# Task dependency tutorial

The goal of this exercise is to show how to pass object IDs into remote
functions to encode dependencies between tasks. In this case, we construct a
sequence of tasks, each of which depends on the previous. Within each
sequence, tasks are executed serially, but multiple sequences can be executed
in parallel.

EXERCISE: This script is too slow, use Ray to parallelize the computation
below.

In [2]:
from __future__ import absolute_import
from __future__ import division
from __future__ import print_function

import numpy as np
import ray
import time

In [3]:
ray.init(num_cpus=4, redirect_output=True)

Waiting for redis server at 127.0.0.1:59459 to respond...
Starting local scheduler with 4 CPUs and 0 GPUs.
The web UI failed to start.


{'local_scheduler_socket_names': ['/tmp/scheduler62881597'],
 'node_ip_address': '127.0.0.1',
 'object_store_addresses': [ObjectStoreAddress(name='/tmp/plasma_store5568531', manager_name='/tmp/plasma_manager25854145', manager_port=31919)],
 'redis_address': '127.0.0.1:59459'}

In [4]:
# This function is a proxy for a more interesting and computationally
# intensive function.
def slow_function(i):
    time.sleep(np.random.uniform(0, 0.1))
    return i + 1

In [7]:
start_time = time.time()

# This loop is too slow.
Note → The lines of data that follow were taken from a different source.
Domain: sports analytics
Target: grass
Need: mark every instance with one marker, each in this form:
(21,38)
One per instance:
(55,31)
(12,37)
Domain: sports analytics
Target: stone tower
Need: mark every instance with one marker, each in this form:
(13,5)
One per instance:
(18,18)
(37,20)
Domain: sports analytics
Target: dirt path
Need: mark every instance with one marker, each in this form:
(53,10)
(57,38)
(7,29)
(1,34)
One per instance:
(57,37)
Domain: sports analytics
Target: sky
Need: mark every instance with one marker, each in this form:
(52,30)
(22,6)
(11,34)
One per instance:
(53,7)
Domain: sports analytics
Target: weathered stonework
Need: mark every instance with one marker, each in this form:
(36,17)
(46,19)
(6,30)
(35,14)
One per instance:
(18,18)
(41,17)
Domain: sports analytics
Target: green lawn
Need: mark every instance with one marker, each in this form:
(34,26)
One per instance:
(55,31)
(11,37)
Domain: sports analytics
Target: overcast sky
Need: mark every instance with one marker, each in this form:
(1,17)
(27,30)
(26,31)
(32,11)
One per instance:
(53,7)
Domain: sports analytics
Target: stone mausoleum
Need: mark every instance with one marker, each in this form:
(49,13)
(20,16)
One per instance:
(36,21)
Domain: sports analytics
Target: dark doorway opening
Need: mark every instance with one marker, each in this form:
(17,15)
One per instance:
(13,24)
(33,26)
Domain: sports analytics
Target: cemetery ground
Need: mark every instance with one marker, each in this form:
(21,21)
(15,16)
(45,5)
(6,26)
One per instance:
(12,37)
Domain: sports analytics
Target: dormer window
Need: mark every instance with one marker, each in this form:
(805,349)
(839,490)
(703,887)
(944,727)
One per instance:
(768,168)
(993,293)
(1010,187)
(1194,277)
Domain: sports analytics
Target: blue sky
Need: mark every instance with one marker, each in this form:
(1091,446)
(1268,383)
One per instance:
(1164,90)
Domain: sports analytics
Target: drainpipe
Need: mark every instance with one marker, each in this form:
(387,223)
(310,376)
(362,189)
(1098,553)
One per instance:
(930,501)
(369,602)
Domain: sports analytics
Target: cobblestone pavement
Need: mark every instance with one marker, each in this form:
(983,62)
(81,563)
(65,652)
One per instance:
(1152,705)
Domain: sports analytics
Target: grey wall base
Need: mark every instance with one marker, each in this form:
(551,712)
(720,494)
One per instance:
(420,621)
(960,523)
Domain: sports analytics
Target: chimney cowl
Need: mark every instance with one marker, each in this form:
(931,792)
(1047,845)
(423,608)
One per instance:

Some of the calls to slow_function should happen in
# parallel. However, they cannot all happen in parallel, because some of them
# calls use the outputs of other calls. The underlying computation graph
# encoding the dependencies between these tasks consists of four chains of
# length twenty.
results = []
for i in range(4):
    x = 100 * i
    for j in range(20):
        x = slow_function(x)
    results.append(x)

end_time = time.time()
duration = end_time - start_time

In [8]:
assert results == [20, 120, 220, 320]
assert duration < 1.3, ("The loop took {} seconds. This is too slow."
                      .format(duration))

print("Success! The example took {} seconds.".format(duration))

AssertionError: